To this end, there have been suggestions that Australia, Argentina, Brazil, Japan, India, Israel, New Zealand, South Africa, and South Korea could join.(see Foreign Affairs, September/October 2006). Several of these countries are already ‘Major Non-NATO Allies’ of the US, and integrating them would be rather straightforward.

However, there are drawbacks to a bigger, global NATO:

• The bigger NATO is, the more unwieldy it is, and the harder it will be to find consensus. Protecting sensitive military information among so many governments would also be more difficult (During the Kosovo conflict in 1999, there were suspicions that renegade French elements were leaking information to the Serbs). NATO would thus become a political rather than a military organisation.

• The bigger NATO is, the less the sense of shared threats. Japan and South Korea are very concerned about North Korea, but not concerned about instability in the Maghreb – a key concern of Spain and Italy. The eastern Europeans are most concerned about Russia, but not Iraq, a key focus of Turkey. Also, would Palestinian terror attacks against Israel-in-NATO be seen as an attack on NATO as a whole?

• The bigger NATO is, the more likely the formation of de facto regional NATOs-within-NATO, thereby defeating the whole point of creating a global alliance.

Should Russia Be Admitted To NATO?
Polish Foreign Minister Radek Sikorski has suggested that Russia itself could join NATO under certain conditions.

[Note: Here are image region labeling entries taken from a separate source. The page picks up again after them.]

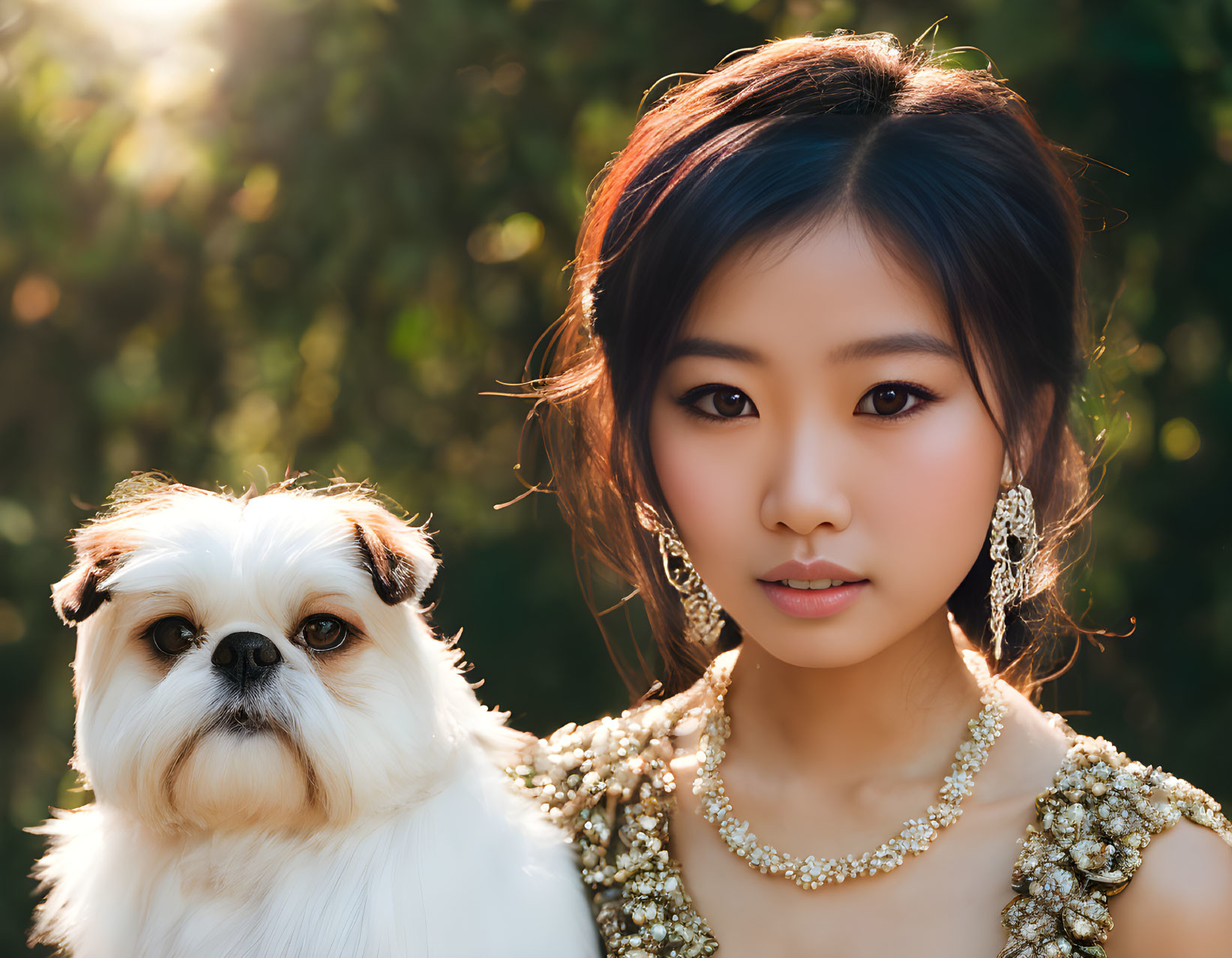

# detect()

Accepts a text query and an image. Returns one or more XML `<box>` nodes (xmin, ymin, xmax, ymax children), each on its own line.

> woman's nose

<box><xmin>761</xmin><ymin>429</ymin><xmax>851</xmax><ymax>536</ymax></box>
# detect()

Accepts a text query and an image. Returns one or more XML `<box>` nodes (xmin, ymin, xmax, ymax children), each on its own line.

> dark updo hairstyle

<box><xmin>523</xmin><ymin>33</ymin><xmax>1093</xmax><ymax>702</ymax></box>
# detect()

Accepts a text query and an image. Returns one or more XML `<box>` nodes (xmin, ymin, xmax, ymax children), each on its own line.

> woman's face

<box><xmin>651</xmin><ymin>220</ymin><xmax>1004</xmax><ymax>667</ymax></box>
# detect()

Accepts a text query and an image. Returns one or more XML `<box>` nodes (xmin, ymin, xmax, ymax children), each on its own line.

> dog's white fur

<box><xmin>31</xmin><ymin>484</ymin><xmax>598</xmax><ymax>958</ymax></box>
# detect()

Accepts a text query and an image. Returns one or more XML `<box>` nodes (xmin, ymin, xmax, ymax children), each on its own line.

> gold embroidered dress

<box><xmin>509</xmin><ymin>660</ymin><xmax>1232</xmax><ymax>958</ymax></box>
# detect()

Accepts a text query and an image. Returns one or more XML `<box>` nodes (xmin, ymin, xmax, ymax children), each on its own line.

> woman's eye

<box><xmin>680</xmin><ymin>385</ymin><xmax>757</xmax><ymax>419</ymax></box>
<box><xmin>297</xmin><ymin>615</ymin><xmax>350</xmax><ymax>651</ymax></box>
<box><xmin>856</xmin><ymin>383</ymin><xmax>931</xmax><ymax>419</ymax></box>
<box><xmin>145</xmin><ymin>615</ymin><xmax>197</xmax><ymax>655</ymax></box>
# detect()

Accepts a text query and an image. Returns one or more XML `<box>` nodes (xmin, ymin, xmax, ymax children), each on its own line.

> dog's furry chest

<box><xmin>33</xmin><ymin>763</ymin><xmax>598</xmax><ymax>958</ymax></box>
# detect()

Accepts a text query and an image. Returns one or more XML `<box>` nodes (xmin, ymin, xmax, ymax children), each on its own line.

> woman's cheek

<box><xmin>864</xmin><ymin>406</ymin><xmax>1003</xmax><ymax>603</ymax></box>
<box><xmin>651</xmin><ymin>420</ymin><xmax>757</xmax><ymax>590</ymax></box>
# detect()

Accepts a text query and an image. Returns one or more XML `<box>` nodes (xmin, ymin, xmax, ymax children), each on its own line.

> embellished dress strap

<box><xmin>998</xmin><ymin>714</ymin><xmax>1232</xmax><ymax>958</ymax></box>
<box><xmin>508</xmin><ymin>686</ymin><xmax>718</xmax><ymax>958</ymax></box>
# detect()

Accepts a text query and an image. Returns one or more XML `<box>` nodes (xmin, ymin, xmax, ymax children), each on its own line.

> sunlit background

<box><xmin>0</xmin><ymin>0</ymin><xmax>1232</xmax><ymax>954</ymax></box>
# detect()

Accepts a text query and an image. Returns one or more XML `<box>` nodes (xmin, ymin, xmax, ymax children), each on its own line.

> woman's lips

<box><xmin>757</xmin><ymin>579</ymin><xmax>868</xmax><ymax>618</ymax></box>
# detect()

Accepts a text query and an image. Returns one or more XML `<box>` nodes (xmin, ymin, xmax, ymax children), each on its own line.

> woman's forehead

<box><xmin>680</xmin><ymin>218</ymin><xmax>958</xmax><ymax>362</ymax></box>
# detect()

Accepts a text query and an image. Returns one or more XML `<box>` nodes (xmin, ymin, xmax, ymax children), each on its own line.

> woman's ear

<box><xmin>349</xmin><ymin>504</ymin><xmax>440</xmax><ymax>606</ymax></box>
<box><xmin>1002</xmin><ymin>383</ymin><xmax>1056</xmax><ymax>486</ymax></box>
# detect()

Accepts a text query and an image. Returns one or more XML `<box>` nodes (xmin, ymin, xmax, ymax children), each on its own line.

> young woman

<box><xmin>502</xmin><ymin>34</ymin><xmax>1232</xmax><ymax>958</ymax></box>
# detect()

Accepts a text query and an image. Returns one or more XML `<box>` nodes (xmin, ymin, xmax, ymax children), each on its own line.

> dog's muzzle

<box><xmin>217</xmin><ymin>632</ymin><xmax>282</xmax><ymax>692</ymax></box>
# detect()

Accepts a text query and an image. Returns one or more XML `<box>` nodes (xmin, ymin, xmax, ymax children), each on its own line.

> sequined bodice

<box><xmin>510</xmin><ymin>684</ymin><xmax>1232</xmax><ymax>958</ymax></box>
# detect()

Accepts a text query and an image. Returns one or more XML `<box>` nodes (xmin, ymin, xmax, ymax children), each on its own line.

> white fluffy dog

<box><xmin>31</xmin><ymin>475</ymin><xmax>598</xmax><ymax>958</ymax></box>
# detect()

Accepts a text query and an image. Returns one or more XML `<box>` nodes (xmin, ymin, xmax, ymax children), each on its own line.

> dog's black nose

<box><xmin>211</xmin><ymin>632</ymin><xmax>282</xmax><ymax>688</ymax></box>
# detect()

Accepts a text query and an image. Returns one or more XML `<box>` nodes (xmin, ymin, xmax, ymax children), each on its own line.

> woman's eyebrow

<box><xmin>668</xmin><ymin>333</ymin><xmax>958</xmax><ymax>366</ymax></box>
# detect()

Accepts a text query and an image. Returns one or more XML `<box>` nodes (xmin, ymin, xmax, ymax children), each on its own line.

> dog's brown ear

<box><xmin>52</xmin><ymin>554</ymin><xmax>115</xmax><ymax>625</ymax></box>
<box><xmin>352</xmin><ymin>508</ymin><xmax>440</xmax><ymax>606</ymax></box>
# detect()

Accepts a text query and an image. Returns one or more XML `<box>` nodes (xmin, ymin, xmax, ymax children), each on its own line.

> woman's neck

<box><xmin>726</xmin><ymin>609</ymin><xmax>981</xmax><ymax>795</ymax></box>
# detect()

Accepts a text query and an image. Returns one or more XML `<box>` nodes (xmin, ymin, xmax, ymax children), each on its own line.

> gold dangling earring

<box><xmin>637</xmin><ymin>502</ymin><xmax>723</xmax><ymax>653</ymax></box>
<box><xmin>988</xmin><ymin>460</ymin><xmax>1040</xmax><ymax>663</ymax></box>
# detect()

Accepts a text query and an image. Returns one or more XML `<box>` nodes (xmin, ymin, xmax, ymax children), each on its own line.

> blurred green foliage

<box><xmin>0</xmin><ymin>0</ymin><xmax>1232</xmax><ymax>954</ymax></box>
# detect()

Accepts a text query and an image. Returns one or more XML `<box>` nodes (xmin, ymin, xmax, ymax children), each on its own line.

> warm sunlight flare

<box><xmin>67</xmin><ymin>0</ymin><xmax>230</xmax><ymax>46</ymax></box>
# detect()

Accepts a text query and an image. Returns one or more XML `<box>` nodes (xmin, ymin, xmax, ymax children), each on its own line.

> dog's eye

<box><xmin>299</xmin><ymin>615</ymin><xmax>347</xmax><ymax>651</ymax></box>
<box><xmin>148</xmin><ymin>615</ymin><xmax>197</xmax><ymax>655</ymax></box>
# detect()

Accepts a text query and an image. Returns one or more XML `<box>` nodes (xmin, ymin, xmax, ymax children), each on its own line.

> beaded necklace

<box><xmin>694</xmin><ymin>649</ymin><xmax>1008</xmax><ymax>891</ymax></box>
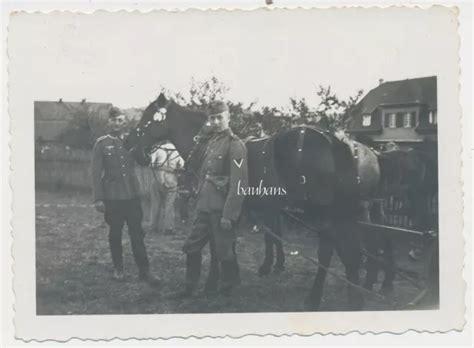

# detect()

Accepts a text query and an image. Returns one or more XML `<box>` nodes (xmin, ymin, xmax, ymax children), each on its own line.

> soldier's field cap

<box><xmin>208</xmin><ymin>101</ymin><xmax>229</xmax><ymax>116</ymax></box>
<box><xmin>109</xmin><ymin>106</ymin><xmax>123</xmax><ymax>118</ymax></box>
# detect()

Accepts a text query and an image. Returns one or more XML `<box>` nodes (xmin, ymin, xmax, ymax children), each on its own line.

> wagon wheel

<box><xmin>406</xmin><ymin>237</ymin><xmax>439</xmax><ymax>307</ymax></box>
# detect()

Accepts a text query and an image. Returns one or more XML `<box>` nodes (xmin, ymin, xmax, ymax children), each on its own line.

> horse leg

<box><xmin>305</xmin><ymin>234</ymin><xmax>334</xmax><ymax>311</ymax></box>
<box><xmin>258</xmin><ymin>232</ymin><xmax>274</xmax><ymax>276</ymax></box>
<box><xmin>364</xmin><ymin>233</ymin><xmax>379</xmax><ymax>290</ymax></box>
<box><xmin>333</xmin><ymin>223</ymin><xmax>364</xmax><ymax>311</ymax></box>
<box><xmin>382</xmin><ymin>237</ymin><xmax>396</xmax><ymax>292</ymax></box>
<box><xmin>204</xmin><ymin>232</ymin><xmax>220</xmax><ymax>293</ymax></box>
<box><xmin>273</xmin><ymin>215</ymin><xmax>285</xmax><ymax>273</ymax></box>
<box><xmin>258</xmin><ymin>211</ymin><xmax>276</xmax><ymax>276</ymax></box>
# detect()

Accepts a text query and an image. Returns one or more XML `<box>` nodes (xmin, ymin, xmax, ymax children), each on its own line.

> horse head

<box><xmin>125</xmin><ymin>93</ymin><xmax>176</xmax><ymax>166</ymax></box>
<box><xmin>126</xmin><ymin>93</ymin><xmax>207</xmax><ymax>166</ymax></box>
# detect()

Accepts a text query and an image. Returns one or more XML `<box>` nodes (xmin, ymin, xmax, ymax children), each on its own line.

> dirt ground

<box><xmin>36</xmin><ymin>190</ymin><xmax>433</xmax><ymax>315</ymax></box>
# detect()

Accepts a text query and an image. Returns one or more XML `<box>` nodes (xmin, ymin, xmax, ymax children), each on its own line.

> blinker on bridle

<box><xmin>135</xmin><ymin>101</ymin><xmax>171</xmax><ymax>137</ymax></box>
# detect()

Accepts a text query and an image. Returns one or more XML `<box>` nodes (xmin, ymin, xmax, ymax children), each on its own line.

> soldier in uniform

<box><xmin>177</xmin><ymin>101</ymin><xmax>248</xmax><ymax>298</ymax></box>
<box><xmin>92</xmin><ymin>107</ymin><xmax>158</xmax><ymax>286</ymax></box>
<box><xmin>150</xmin><ymin>143</ymin><xmax>184</xmax><ymax>234</ymax></box>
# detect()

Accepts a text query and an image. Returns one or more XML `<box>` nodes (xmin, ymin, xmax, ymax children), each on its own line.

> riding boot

<box><xmin>219</xmin><ymin>261</ymin><xmax>236</xmax><ymax>296</ymax></box>
<box><xmin>204</xmin><ymin>251</ymin><xmax>220</xmax><ymax>294</ymax></box>
<box><xmin>184</xmin><ymin>252</ymin><xmax>202</xmax><ymax>297</ymax></box>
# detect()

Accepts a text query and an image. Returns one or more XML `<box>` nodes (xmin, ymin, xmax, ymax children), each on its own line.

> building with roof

<box><xmin>34</xmin><ymin>99</ymin><xmax>112</xmax><ymax>142</ymax></box>
<box><xmin>347</xmin><ymin>76</ymin><xmax>438</xmax><ymax>147</ymax></box>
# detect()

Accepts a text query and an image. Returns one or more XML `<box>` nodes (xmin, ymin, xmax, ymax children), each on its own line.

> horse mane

<box><xmin>170</xmin><ymin>100</ymin><xmax>207</xmax><ymax>124</ymax></box>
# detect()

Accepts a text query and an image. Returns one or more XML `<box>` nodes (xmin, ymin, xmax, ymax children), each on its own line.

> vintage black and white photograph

<box><xmin>9</xmin><ymin>4</ymin><xmax>463</xmax><ymax>342</ymax></box>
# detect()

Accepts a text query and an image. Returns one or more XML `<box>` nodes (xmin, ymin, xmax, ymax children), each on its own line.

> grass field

<box><xmin>36</xmin><ymin>191</ymin><xmax>436</xmax><ymax>315</ymax></box>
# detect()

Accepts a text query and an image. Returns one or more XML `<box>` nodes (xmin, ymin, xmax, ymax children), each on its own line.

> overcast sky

<box><xmin>9</xmin><ymin>8</ymin><xmax>455</xmax><ymax>108</ymax></box>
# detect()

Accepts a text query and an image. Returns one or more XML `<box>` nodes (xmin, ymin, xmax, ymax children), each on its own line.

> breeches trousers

<box><xmin>104</xmin><ymin>198</ymin><xmax>149</xmax><ymax>274</ymax></box>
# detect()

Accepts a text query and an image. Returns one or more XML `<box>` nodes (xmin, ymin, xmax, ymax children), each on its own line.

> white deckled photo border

<box><xmin>3</xmin><ymin>2</ymin><xmax>472</xmax><ymax>342</ymax></box>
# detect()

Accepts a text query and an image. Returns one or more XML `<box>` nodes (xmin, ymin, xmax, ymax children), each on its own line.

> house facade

<box><xmin>346</xmin><ymin>76</ymin><xmax>438</xmax><ymax>148</ymax></box>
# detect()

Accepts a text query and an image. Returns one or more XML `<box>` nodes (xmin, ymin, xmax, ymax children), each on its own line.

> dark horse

<box><xmin>126</xmin><ymin>94</ymin><xmax>379</xmax><ymax>310</ymax></box>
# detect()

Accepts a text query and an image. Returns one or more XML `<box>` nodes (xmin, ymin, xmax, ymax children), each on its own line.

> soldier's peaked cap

<box><xmin>109</xmin><ymin>106</ymin><xmax>122</xmax><ymax>118</ymax></box>
<box><xmin>208</xmin><ymin>101</ymin><xmax>229</xmax><ymax>115</ymax></box>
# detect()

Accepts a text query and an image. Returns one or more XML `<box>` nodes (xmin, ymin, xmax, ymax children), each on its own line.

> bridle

<box><xmin>129</xmin><ymin>100</ymin><xmax>172</xmax><ymax>158</ymax></box>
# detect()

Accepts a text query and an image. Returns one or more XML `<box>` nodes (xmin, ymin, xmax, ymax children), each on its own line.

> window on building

<box><xmin>403</xmin><ymin>112</ymin><xmax>413</xmax><ymax>128</ymax></box>
<box><xmin>362</xmin><ymin>115</ymin><xmax>372</xmax><ymax>127</ymax></box>
<box><xmin>388</xmin><ymin>113</ymin><xmax>397</xmax><ymax>128</ymax></box>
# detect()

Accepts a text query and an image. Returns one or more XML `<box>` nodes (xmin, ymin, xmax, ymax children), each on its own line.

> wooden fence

<box><xmin>35</xmin><ymin>145</ymin><xmax>154</xmax><ymax>197</ymax></box>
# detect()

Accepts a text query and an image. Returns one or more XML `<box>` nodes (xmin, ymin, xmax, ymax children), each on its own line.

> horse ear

<box><xmin>157</xmin><ymin>92</ymin><xmax>168</xmax><ymax>107</ymax></box>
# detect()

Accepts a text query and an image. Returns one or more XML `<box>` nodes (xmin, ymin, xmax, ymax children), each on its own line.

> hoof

<box><xmin>273</xmin><ymin>265</ymin><xmax>285</xmax><ymax>274</ymax></box>
<box><xmin>364</xmin><ymin>283</ymin><xmax>374</xmax><ymax>291</ymax></box>
<box><xmin>380</xmin><ymin>283</ymin><xmax>394</xmax><ymax>294</ymax></box>
<box><xmin>258</xmin><ymin>264</ymin><xmax>271</xmax><ymax>277</ymax></box>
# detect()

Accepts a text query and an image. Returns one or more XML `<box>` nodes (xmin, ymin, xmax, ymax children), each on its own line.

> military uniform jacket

<box><xmin>92</xmin><ymin>135</ymin><xmax>140</xmax><ymax>201</ymax></box>
<box><xmin>196</xmin><ymin>129</ymin><xmax>248</xmax><ymax>221</ymax></box>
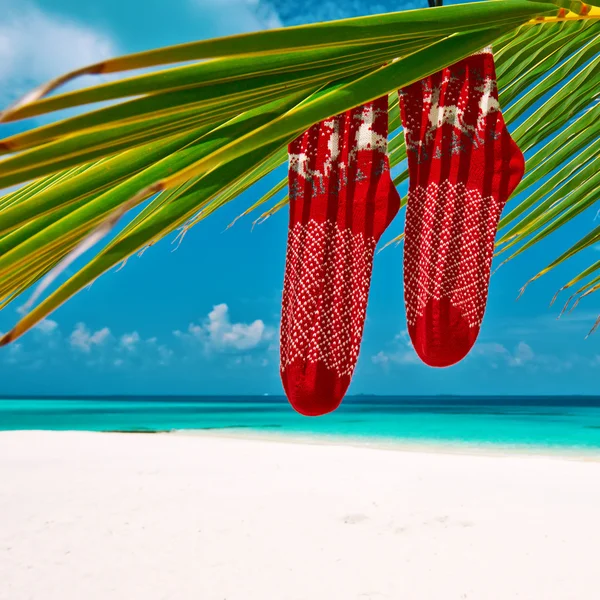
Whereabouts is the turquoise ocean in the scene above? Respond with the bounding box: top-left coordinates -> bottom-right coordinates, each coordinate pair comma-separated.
0,396 -> 600,455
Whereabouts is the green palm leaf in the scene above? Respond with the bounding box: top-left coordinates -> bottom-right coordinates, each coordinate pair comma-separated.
0,0 -> 600,343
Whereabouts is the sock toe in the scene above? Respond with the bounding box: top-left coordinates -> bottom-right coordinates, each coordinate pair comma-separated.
408,298 -> 479,367
281,363 -> 350,417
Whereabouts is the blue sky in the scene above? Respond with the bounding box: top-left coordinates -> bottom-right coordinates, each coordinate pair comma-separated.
0,0 -> 600,395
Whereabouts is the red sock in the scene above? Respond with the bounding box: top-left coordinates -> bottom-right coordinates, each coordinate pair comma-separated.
281,96 -> 400,416
400,49 -> 524,367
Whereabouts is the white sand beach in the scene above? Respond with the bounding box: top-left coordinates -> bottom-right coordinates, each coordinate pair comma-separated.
0,432 -> 600,600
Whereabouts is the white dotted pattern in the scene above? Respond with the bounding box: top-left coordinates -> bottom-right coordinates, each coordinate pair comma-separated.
281,220 -> 376,377
404,180 -> 502,327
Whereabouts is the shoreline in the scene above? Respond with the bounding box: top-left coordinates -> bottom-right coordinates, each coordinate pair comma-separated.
0,431 -> 600,600
176,428 -> 600,462
12,428 -> 600,462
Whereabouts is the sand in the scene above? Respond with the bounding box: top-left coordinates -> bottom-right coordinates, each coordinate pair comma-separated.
0,432 -> 600,600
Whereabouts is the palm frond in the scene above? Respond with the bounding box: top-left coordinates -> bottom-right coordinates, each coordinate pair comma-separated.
0,0 -> 600,343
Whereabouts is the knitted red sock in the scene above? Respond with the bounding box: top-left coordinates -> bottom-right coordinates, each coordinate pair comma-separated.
400,48 -> 524,367
280,96 -> 400,416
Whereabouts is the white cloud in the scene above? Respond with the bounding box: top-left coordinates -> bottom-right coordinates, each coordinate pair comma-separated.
0,0 -> 117,100
69,323 -> 110,353
120,331 -> 142,352
371,329 -> 421,367
189,0 -> 282,35
174,304 -> 275,351
35,319 -> 58,335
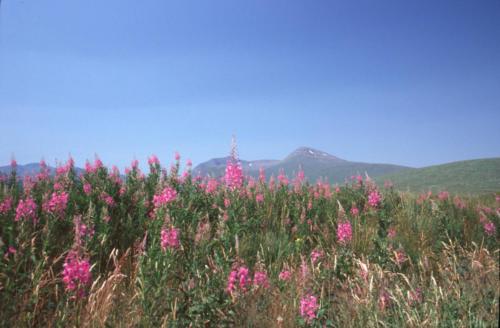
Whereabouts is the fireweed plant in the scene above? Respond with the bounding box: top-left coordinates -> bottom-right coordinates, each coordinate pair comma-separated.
0,147 -> 500,327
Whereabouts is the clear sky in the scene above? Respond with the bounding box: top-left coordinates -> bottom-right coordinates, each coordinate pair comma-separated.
0,0 -> 500,168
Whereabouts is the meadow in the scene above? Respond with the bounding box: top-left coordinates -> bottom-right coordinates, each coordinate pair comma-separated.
0,155 -> 500,327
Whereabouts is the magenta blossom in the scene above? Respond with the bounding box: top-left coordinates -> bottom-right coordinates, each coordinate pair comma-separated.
14,196 -> 37,223
253,271 -> 269,288
483,221 -> 496,236
300,295 -> 319,323
337,220 -> 352,245
278,270 -> 292,281
161,227 -> 180,252
83,182 -> 92,195
0,196 -> 12,214
226,266 -> 250,294
153,187 -> 177,208
43,191 -> 69,216
351,206 -> 359,216
62,251 -> 92,298
311,249 -> 323,264
224,159 -> 243,189
368,190 -> 382,208
438,191 -> 450,201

It is not clear how serious he is (some say he is toning down his well-known anti-Russian views to boost his chances of becoming secretary-general), but let us assume that Russia joins one day. This would have the following implications:

• Russia would have a veto over NATO decisions (something which no-one wants).

• Russian membership would also pave the way for Georgia and Ukraine to join, and cement the notion of a Greater Europe from Vancouver to Vladivostok. However, those excluded could interpret the new NATO to be a ‘white world alliance’ of the developed northern hemisphere. This could reinforce global North-South divisions.

• Russia would probably have to host NATO bases. However, if Russia continues to weaken militarily due to demographic decline, then this might not be so unpalatable.

• NATO expansion that included Russia but not China could be interpreted by Beijing as being aimed at containing itself – especially if Japan, South Korea, and India joined.

• Russia’s admission to NATO would probably mean the end of the Shanghai Cooperation Organisation (SCO), which is a Sino-Russian dominated Eurasian counterpart to NATO.

Should Non-Democracies Be Allowed To Join NATO?
They already have. Portugal was a founder member of NATO despite being under the dictatorship of Antonio Salazar. Periods of military rule in Turkey and Greece did not lead to their expulsion from NATO. Thus, the fact that Russia is considered insufficiently democratic and China completely undemocratic should not necessarily preclude their membership of NATO.

Indeed, in 60 years time, perhaps NATO will have merged with the EU, NAFTA, ASEAN and Mercosur into a single all-powerful global organisation, for better or for worse.

2 Responses to “The Future Of NATO: The Next 60 Years”

  1. Daniel Daewoo Says:

    The Shanghai Cooperation Organisation is another pointless, powerless international bureaucratic w**kfest. It exists purely to employ superfluous Russian and Chinese bureaucrats and anyone who seriously thinks it is a counterpart to NATO is a fantasist.

    Secondly, Russia is a great and powerful country that will weaken and destroy NATO from the inside should membership ever be granted. For that reason it will not be granted.

  2. Vyacheslav Says:

    Shanghai Corporation organization still mainly is political organisation, more like NATO. Shanghai org lack power these days, but enough to keep west out. Big question is if SCO intervene in central Asia to protect regime of Karimov, Nazarbayiev, etc. Also Iran want to join in case US attack nuclear plants. Russia still is not strong enoughh to challenge west or China independantly.